Zhao et al. used a very interesting approach to control the release kinetics of doxorubicin from DNA tubes. They designed DNA origami tubes with different global twists through which they were able to tune the encapsulation efficiency and the doxo release rate [70]. They synthesize two types of DNA origami. The first one was a straight nanotube (S-Nano) with 10.5 bases per helical turn of DNA. The second one was a twisted nanotube (T-Nano) with 12 bases per helical turn. The release rate of doxo from the structures was studied by measuring the doxo fluorescence. The T-Nano retains the drug and exhibits a slower release profile (50% of doxo remains bound to the T-Nano after several hours). The encapsulation efficiency of the two structures of DNA showed that the T-Nano encapsulates more doxo per structure than the S-Nano (33% higher for T-Nano than S-Nano). This could be explained by the fact that the T-Nano contains more base pairs per structure (12 bp/turn) and a higher affinity for doxo due to the relaxation of the DNA structure when doxo is intercalated [68].

In vitro activity (Table 1, columns 11 and 12)

All the studies reported the activity of DNA nanostructures on cell culture. Since doxo is the most utilized drug, breast cancer cell lines were chosen. The efficacy of DNA-doxo complex was evaluated in cell viability and cytotoxicity experiments. DNA origami increased the efficacy of doxo and when evaluated for cell internalization, the endocytotic pathway was the principal entry route into the cell.

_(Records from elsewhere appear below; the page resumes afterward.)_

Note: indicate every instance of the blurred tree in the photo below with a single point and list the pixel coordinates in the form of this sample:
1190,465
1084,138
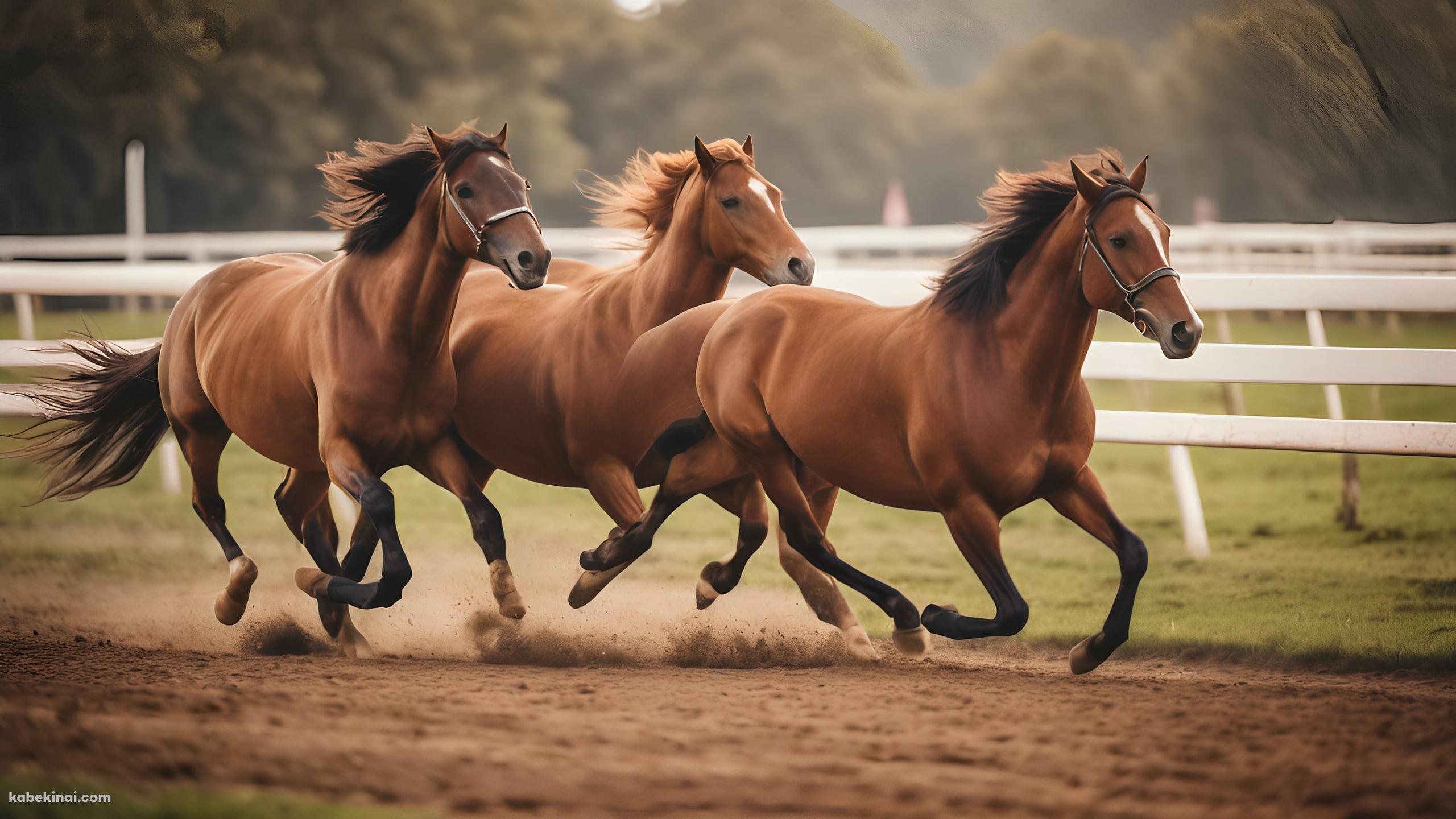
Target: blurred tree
820,92
1285,110
76,82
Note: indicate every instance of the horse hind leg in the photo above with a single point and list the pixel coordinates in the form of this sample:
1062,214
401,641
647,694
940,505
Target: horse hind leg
203,446
303,502
744,499
819,589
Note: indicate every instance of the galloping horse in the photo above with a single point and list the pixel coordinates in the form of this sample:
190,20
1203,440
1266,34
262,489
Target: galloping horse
969,403
340,371
537,375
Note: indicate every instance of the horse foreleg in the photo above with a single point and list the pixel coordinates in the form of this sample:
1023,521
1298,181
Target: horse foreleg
1083,503
976,530
701,467
615,491
201,446
446,465
743,498
819,589
349,470
303,502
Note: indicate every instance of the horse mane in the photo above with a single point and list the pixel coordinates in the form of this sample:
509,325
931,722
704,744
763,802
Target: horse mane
643,197
1018,209
376,188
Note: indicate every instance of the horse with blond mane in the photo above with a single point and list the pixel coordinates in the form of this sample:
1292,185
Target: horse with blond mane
539,394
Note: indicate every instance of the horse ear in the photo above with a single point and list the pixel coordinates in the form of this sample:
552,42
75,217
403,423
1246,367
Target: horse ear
441,144
1139,175
1088,185
705,161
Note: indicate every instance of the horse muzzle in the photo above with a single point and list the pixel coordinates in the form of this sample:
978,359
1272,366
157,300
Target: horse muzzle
1177,340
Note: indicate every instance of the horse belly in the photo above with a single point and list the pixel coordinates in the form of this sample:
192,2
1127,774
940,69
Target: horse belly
864,462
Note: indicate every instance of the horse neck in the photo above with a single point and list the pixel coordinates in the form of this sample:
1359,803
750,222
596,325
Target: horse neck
1041,334
408,291
1047,324
679,273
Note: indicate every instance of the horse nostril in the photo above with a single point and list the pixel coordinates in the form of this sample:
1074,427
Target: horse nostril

An in-depth analysis will be necessary to clarify the fate of different DNA nanostructures. Approaches such as RNA interference or chemical inhibitors could be used to assess the mechanism of subcellular redistribution, recycling and excretion of the DNA structure. For example, it has been demonstrated that endocytic recycling restricts siRNA delivery with lipid nanoparticles but little is known about the delivery through DNA nanostructure. Multiple cell signaling effectors are utilized for nanoparticle cellular internalization but gene knockdown effects are almost abrogated by recycling pathways with specific proteins involved in the process [96]. The authors suggested that siRNA delivery efficiency might be improved by designing delivery vehicles that can escape the recycling pathways, an aspect that is not primarily kept in consideration.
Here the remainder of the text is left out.